In accordance with the Indenture, the Company delivered a notice to the Trustee and to the Holders (the “Notice”) setting forth the foregoing and containing additional information in relation thereto. A copy of the Notice is filed as Exhibit 99.2 hereto and is incorporated herein by reference. A copy of the Anticipated Fundamental Change Notice was filed by the Company as Exhibit 99.1 to the Company’s Current Report on Form 8-K dated April 29, 2013.

Forward-Looking Statements

Certain statements either contained or incorporated by reference herein, other than purely historical information, and the assumptions upon which those statements are based are “forward-looking statements.” These forward-looking statements generally include statements that are predictive in nature and depend upon or refer to future events or conditions, and include words such as “believes,” “plans,” “anticipates,” “projects,” “estimates,” “expects,” “intends,” “strategy,” “future,” “opportunity,” “may,” “will,” “should,” “could,” “potential,” or similar expressions. The forward-looking are based on current expectations and assumptions that are subject to risks and uncertainties which may cause actual results to differ materially from the forward-looking statements. Such risks and uncertainties include the


risks detailed in the Company’s public filings with the Securities and Exchange Commission from time to time, including the Company’s Annual Report on Form 10-K for the year ended December 31, 2012 (as amended) and the Company’s Quarterly Report on Form 10-Q for the three months ended March 31, 2013. The reader is cautioned not to unduly rely on these forward-looking statements.
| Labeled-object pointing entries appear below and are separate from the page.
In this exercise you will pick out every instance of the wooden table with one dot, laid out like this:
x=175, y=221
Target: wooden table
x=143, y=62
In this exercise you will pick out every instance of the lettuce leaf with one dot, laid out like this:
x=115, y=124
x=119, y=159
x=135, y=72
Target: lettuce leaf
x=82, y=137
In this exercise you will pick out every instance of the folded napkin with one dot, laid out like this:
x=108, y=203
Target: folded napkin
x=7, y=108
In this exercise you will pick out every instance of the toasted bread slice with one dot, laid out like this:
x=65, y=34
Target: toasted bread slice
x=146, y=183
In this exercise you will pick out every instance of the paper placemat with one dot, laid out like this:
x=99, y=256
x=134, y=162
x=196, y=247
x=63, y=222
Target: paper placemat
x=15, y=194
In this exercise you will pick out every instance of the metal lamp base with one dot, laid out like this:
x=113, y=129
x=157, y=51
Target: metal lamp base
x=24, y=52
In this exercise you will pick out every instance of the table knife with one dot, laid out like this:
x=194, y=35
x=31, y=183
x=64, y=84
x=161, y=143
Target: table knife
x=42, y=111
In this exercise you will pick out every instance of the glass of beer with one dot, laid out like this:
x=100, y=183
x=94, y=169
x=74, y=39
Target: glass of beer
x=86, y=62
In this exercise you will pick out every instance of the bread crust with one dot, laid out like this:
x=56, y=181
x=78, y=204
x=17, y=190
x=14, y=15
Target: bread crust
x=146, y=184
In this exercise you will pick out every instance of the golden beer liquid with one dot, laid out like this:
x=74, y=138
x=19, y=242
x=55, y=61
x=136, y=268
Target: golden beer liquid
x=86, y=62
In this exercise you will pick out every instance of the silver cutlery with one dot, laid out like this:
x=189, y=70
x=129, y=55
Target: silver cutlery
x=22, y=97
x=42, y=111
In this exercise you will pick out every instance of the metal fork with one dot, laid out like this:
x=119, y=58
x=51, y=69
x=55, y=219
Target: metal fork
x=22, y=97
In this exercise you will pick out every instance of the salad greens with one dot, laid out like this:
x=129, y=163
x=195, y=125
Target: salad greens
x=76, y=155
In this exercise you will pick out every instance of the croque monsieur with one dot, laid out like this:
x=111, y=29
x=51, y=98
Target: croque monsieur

The Company expressly disclaims any intent or obligation to update or revise publicly these forward-looking statements except as required by law.

Item 9.01 Financial Statements and Exhibits.

(d) Exhibits

 

  4.1    Indenture, dated December 23, 2011, between Conceptus, Inc. and Wells Fargo Bank, National Association (incorporated by reference to the Company’s Current Report on Form 8-K dated December 20, 2011).
  4.2    Supplemental Indenture No. 1, dated June 5, 2013, between Conceptus, Inc. and Wells Fargo Bank, National Association.
99.1    Offer to Purchase, dated June 5, 2013.
99.2    Notice of Merger Event and Supplemental Indenture; Fundamental Change Company Notice; and Notice of Make-Whole Fundamental Change, dated June 5, 2013.


SIGNATURES

Pursuant to the requirements of the Securities Exchange Act of 1934, the registrant has duly caused this report to be signed on its behalf by the undersigned, thereunto duly authorized.

Dated as of June 5, 2013

 

CONCEPTUS, INC.
By:  

/s/ Gregory E. Lichtwardt

Name:   Gregory E. Lichtwardt
Title:  

Executive Vice President and

Chief Financial Officer


EXHIBIT INDEX

 

Exhibit
No.

  

Description

  4.1    Indenture, dated December 23 2011, between Conceptus, Inc. and Wells Fargo Bank, National Association (incorporated by reference to the Company’s Current Report on Form 8-K dated December 20, 2011).
  4.2    Supplemental Indenture No. 1, dated June 5, 2013, between Conceptus, Inc. and Wells Fargo Bank, National Association.
99.1    Offer to Purchase, dated June 5, 2013.
99.2    Notice of Merger Event and Supplemental Indenture; Fundamental Change Company Notice; and Notice of Make-Whole Fundamental Change, dated June 5, 2013.